4月17日放送

小松順代さん 「ほっかいどう元気びと」の第一回目のゲスト小檜山博さんと対談していた時の話。
 新作ご著書の『漂着』で書きたかったことは、今の農業を取り巻く問題。ただし、それは、農家だけの問題ではないのだ。私たちひとりひとりの「命」の問題なのだ。ぼーっとしていないで、自分の食べるものにもっと想像力を持たないと、この国は駄目になってしまうよ、と。
 同じ折り、十勝の畑作農家の若い担い手の方とお話しした時にも同じような訴え。
 「村井さん、北海道の作物を守っていくには、今よく言われる『食育』を地道にしていかなきゃならないんだ。この野菜はどこで穫れたとか、どんなふうに作っているかとか、子供達に食べ物のことを教えていかないと、って考えている。農業は『命』を作ってるんだから」。

小松順代さんのキャラ弁 キャラクターの顔や形を食材で上手にデザインし、お子さんのお弁当作りを楽しんでいる札幌在住の小松順代さん。
 ブログにその写真や作り方をアップしたことで大人気になり、今や「カリスマキャラ弁主婦」と呼ばれるようになったとのことですが、スタジオにいらっしゃった小松さんは、ごく普通の明るいはつらつお母さん。
 「お子さんのためにキャラ弁を作って、何がよかったですか?」と伺うと、「キャラ弁のことで子供と会話する楽しさが増えた」とのこと。男の子ふたりとのやりとりはどんなにか楽しいか、目に浮かびます。
 「今度は戦隊○△□を作って!」とリクエスト。
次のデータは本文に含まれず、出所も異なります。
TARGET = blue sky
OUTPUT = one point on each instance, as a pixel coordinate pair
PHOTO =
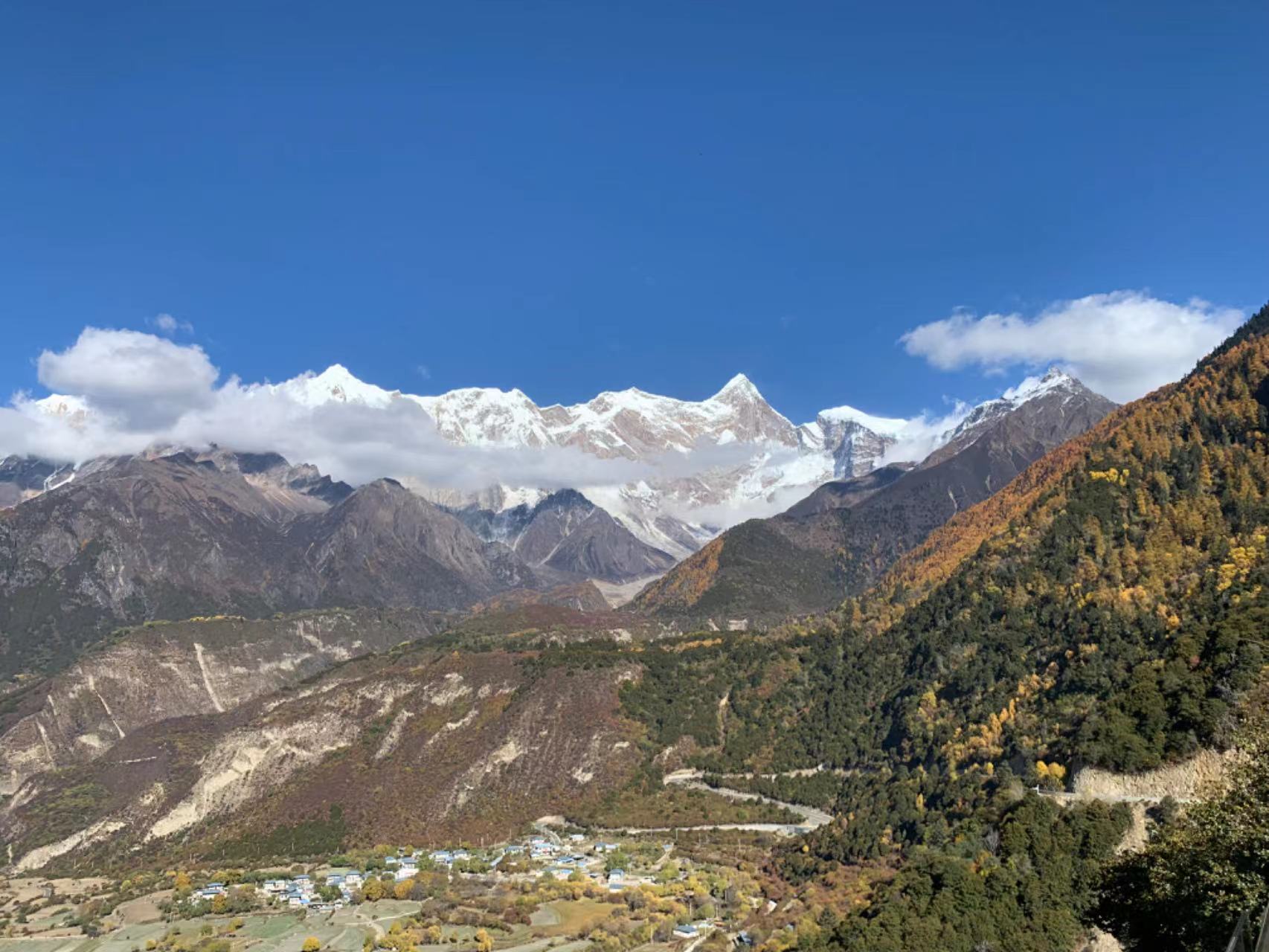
(578, 197)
お母さんは「難しそう~!」と言いながらもデザインと食材を考える。
 「戦隊は水色やブルーが多いのよね~」と悩みながら、茄子漬けの汁でカマボコを染めてみる。
 「どうやって色着けたの?」「茄子の漬け物の色で着けたブルーなら体にいいでしょ」
 「顔は何で作るの?」「ほっけソーセージ!色が顔色ぴったりでしょ?北海道のソーセージなんだよ」
 おお!これこそ「食育」!
 お弁当を開けたお子さんは、例えば、3匹のペンギンおにぎりの首の蝶ネクタイが3色のピーマンで色分けされていることに驚き、その蝶ネクタイのどの色から食べようか・・わくわくしながら野菜と出会うことになる。
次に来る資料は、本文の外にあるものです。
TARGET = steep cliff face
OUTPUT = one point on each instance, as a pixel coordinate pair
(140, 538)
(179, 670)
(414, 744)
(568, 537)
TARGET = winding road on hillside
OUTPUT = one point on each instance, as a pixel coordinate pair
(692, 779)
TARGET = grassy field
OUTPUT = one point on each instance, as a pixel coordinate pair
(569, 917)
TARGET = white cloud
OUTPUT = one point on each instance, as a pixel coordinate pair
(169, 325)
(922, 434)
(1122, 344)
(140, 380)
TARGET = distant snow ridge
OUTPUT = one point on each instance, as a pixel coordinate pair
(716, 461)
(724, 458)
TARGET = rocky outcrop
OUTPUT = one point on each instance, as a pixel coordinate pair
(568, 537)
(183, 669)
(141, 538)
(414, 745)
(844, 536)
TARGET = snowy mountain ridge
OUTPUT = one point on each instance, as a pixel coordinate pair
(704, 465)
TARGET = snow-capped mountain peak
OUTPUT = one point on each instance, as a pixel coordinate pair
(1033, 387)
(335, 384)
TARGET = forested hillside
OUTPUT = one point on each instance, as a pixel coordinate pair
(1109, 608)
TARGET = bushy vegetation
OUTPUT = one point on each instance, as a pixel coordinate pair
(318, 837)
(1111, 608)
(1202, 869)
 例えば、同じ赤く見えるごはんだとしても、ケチャップの時もあれば、たらこをまぜる時もある。赤い色でも、いろいろな味があるんだと、ちっちゃな舌が記憶する。
 キッチンの半径数メートルのところで展開される「食育」こそが、後々しっかりした人の土台作りに繋がっていくはず。
 小松さんの素敵なのは、そんな「食育」を頭で考えるのではなく、「楽しい!」というフィーリングで続けているということ。「どうせ作らなければならないなら、楽しくやろうと思って!」という小松さんが獲得してきた人生観からくる言葉がそれをよく表していました。
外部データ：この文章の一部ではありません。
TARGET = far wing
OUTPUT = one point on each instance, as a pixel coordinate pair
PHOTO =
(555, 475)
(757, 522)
 キャラ弁作りを楽しむコツは、無理をしすぎないこと。おにぎりに目鼻で「まっくろくろすけ!」でも、ゆで卵にちょっとの工夫で「トトロ!」でもいい。市販の抜き型も大いに利用して気楽に!というのが小松さん流。頑張りすぎず、自分も楽しみながら、小松さんは今、週一回のお子さんのキャラ弁作りを続けているそうです。
 そして、ブログで反響がなかったらこんなに続いていなかった、とも。
 やはり、人は、自分のやっていることを認めて貰えると、思ってもみなかった力が出るのかもしれません。